2024-06-29 15:36:44 ET
Summary
- Nike stock crashed 20% due to weaker than expected guidance for FY 2025, despite solid Q4 FY 2024 results.
- The world's leading sports apparel and footwear company indicated that it expects sales for FY 2025 to decline by about mid-single digits.
- Despite this short-term setback, I believe the sell-off presents an attractive buying opportunity for investors seeking a high-quality franchise at a discounted price.
- In my assessment, Nike is well-positioned to remain a dominant force in the sports industry due to its unparalleled brand strength, extensive global market presence, and exceptional athlete endorsement strategy.
- Whenever Mr. Market offers you a top 10 global brand for a 20% discount, you should probably take the deal. This time is should be no different. "Buy".
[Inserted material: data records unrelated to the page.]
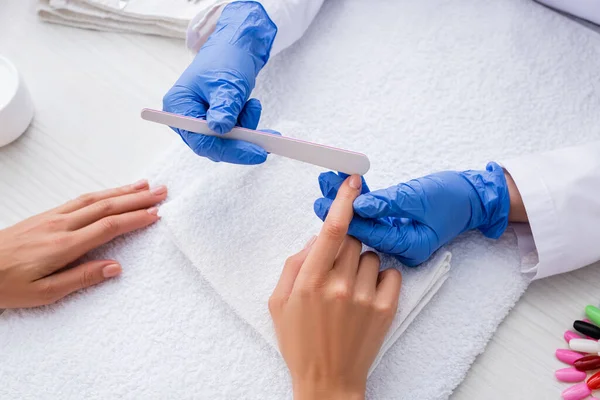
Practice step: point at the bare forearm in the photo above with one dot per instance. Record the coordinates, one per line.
(517, 208)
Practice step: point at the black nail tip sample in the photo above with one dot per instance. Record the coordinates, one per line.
(587, 329)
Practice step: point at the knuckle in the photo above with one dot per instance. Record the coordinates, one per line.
(335, 228)
(340, 291)
(291, 260)
(47, 292)
(392, 273)
(371, 258)
(105, 206)
(110, 225)
(86, 278)
(86, 199)
(306, 291)
(274, 303)
(385, 310)
(363, 300)
(56, 223)
(61, 241)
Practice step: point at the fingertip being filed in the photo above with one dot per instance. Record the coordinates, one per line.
(366, 206)
(321, 207)
(329, 183)
(250, 115)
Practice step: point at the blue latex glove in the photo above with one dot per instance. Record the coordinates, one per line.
(217, 84)
(414, 219)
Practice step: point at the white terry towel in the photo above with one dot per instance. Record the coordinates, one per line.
(158, 17)
(419, 86)
(250, 221)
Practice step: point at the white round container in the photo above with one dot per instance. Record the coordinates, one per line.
(16, 107)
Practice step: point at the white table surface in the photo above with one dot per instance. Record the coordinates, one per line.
(88, 89)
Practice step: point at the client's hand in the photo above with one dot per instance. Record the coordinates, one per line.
(332, 308)
(34, 252)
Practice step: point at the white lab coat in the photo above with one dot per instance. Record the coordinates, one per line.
(560, 189)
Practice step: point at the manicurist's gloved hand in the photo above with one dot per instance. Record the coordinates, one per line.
(333, 307)
(218, 83)
(414, 219)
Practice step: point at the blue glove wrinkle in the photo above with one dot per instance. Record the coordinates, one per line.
(250, 115)
(412, 220)
(329, 183)
(246, 25)
(496, 199)
(221, 78)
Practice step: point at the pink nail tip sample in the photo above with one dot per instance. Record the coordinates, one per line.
(570, 375)
(571, 335)
(568, 356)
(577, 392)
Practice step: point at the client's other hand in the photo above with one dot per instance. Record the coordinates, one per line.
(34, 252)
(332, 308)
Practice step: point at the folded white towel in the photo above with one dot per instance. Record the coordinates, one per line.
(238, 227)
(429, 85)
(157, 17)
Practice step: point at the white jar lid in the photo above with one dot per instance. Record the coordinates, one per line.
(16, 107)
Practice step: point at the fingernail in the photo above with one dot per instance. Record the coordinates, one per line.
(158, 190)
(142, 183)
(310, 242)
(112, 270)
(355, 182)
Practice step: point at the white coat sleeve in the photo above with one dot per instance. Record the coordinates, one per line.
(292, 18)
(561, 194)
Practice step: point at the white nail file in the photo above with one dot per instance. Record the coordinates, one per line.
(332, 158)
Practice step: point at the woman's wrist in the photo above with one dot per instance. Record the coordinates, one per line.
(311, 390)
(517, 208)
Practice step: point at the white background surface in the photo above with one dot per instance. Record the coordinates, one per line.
(88, 89)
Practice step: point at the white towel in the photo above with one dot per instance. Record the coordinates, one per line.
(158, 17)
(418, 86)
(250, 220)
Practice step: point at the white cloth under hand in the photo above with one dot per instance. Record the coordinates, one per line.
(157, 17)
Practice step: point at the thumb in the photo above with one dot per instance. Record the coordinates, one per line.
(290, 272)
(226, 102)
(82, 276)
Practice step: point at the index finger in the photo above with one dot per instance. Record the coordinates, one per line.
(325, 249)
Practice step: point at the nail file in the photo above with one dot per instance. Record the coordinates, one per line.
(332, 158)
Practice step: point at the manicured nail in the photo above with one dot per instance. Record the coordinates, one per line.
(568, 356)
(142, 183)
(355, 182)
(158, 190)
(112, 270)
(310, 242)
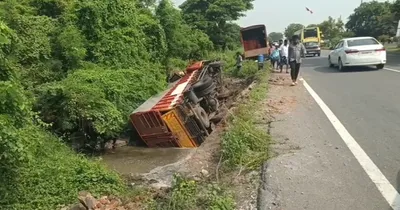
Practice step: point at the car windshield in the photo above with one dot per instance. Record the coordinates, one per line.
(361, 42)
(310, 33)
(311, 44)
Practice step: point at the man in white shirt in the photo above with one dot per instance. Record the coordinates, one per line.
(284, 50)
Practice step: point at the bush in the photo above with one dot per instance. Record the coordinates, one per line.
(96, 102)
(245, 144)
(37, 171)
(47, 178)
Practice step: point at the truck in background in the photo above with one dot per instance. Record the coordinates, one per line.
(254, 41)
(311, 37)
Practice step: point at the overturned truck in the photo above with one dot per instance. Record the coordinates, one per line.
(182, 116)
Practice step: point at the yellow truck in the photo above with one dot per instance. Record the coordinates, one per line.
(311, 37)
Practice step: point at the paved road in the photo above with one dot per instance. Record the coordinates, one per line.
(367, 102)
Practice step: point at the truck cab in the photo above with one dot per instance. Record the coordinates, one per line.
(312, 47)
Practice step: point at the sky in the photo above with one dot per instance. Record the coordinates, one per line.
(276, 16)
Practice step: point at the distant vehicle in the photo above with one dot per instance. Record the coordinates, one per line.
(312, 48)
(254, 41)
(311, 37)
(358, 51)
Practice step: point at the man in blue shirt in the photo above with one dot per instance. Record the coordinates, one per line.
(260, 61)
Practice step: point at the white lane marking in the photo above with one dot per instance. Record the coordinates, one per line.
(387, 190)
(395, 70)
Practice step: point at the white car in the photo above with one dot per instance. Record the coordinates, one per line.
(358, 51)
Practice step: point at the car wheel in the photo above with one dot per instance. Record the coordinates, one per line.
(341, 67)
(330, 62)
(380, 66)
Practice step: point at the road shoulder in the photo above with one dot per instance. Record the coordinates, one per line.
(311, 167)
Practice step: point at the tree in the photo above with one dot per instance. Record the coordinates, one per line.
(372, 19)
(215, 17)
(275, 36)
(396, 9)
(292, 28)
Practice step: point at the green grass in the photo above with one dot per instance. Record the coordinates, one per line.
(245, 144)
(189, 194)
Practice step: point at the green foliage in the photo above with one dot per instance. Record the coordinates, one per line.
(215, 18)
(183, 42)
(96, 102)
(275, 36)
(47, 178)
(188, 194)
(291, 29)
(37, 170)
(245, 144)
(373, 19)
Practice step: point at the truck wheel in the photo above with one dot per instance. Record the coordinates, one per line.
(202, 116)
(202, 84)
(206, 91)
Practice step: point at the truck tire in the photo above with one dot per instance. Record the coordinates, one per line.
(206, 91)
(202, 116)
(202, 84)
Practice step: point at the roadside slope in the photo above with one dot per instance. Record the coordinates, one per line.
(313, 169)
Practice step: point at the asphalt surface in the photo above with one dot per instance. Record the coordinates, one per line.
(322, 173)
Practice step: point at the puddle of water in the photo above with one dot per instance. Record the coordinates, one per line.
(127, 159)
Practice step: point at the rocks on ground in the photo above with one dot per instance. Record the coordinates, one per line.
(89, 202)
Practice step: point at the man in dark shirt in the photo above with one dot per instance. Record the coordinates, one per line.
(297, 51)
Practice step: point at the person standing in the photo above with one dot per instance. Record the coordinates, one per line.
(271, 50)
(296, 52)
(280, 43)
(239, 62)
(284, 50)
(260, 61)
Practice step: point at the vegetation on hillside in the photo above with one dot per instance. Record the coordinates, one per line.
(71, 71)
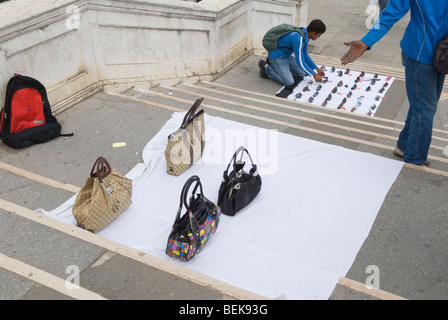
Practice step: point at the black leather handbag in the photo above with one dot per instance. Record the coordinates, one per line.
(195, 228)
(238, 188)
(441, 55)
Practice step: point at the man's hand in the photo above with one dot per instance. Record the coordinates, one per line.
(320, 72)
(357, 49)
(317, 77)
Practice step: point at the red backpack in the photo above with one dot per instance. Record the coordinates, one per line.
(26, 118)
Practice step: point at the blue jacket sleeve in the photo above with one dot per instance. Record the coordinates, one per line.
(395, 10)
(302, 58)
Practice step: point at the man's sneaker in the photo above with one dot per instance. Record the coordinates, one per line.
(262, 64)
(399, 153)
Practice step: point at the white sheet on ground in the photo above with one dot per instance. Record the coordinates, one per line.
(294, 241)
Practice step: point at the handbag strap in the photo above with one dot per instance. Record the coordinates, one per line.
(238, 165)
(101, 169)
(183, 195)
(191, 113)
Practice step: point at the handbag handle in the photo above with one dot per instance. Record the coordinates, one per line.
(189, 116)
(183, 201)
(101, 169)
(241, 150)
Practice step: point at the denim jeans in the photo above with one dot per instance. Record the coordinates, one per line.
(424, 86)
(284, 70)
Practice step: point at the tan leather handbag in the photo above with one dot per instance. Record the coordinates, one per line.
(105, 195)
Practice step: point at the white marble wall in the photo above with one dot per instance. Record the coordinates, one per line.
(77, 47)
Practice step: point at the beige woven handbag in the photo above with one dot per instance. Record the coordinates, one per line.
(185, 145)
(105, 195)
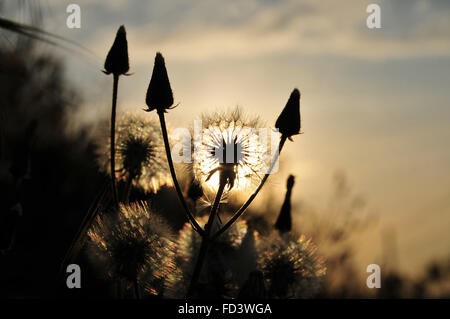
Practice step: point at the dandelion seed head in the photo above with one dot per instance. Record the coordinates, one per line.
(291, 266)
(140, 154)
(134, 246)
(217, 264)
(231, 149)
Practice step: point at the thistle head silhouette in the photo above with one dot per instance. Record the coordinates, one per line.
(289, 122)
(159, 94)
(117, 59)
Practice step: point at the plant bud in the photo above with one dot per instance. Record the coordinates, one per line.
(117, 58)
(288, 123)
(159, 93)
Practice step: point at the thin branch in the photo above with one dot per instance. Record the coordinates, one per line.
(205, 241)
(113, 139)
(190, 217)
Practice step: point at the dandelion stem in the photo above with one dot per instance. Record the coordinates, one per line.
(206, 241)
(113, 137)
(128, 189)
(252, 197)
(190, 217)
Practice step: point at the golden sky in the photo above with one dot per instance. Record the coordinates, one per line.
(374, 101)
Nike stock crashed almost 20% after the company reported solid results for Q4 FY 2024, but offered weaker than expected guidance: The world's leading sports apparel and footwear company said that it expects sales for FY 2025 to be down by about mid single digit. On a long-term basis, however, I think the sell-off creates an attractive opportunity for investors to buy a high quality franchise at bargain prices. In my view, Nike is poised to remain a winner in the sports industry, due to unparalleled brand strength, global market presence, and a best-in-class athlete endorsement strategy. As a function of valuation anchored on a residual earnings model, I assign a "Buy" rating to Nike shares and set my target price at $91. ...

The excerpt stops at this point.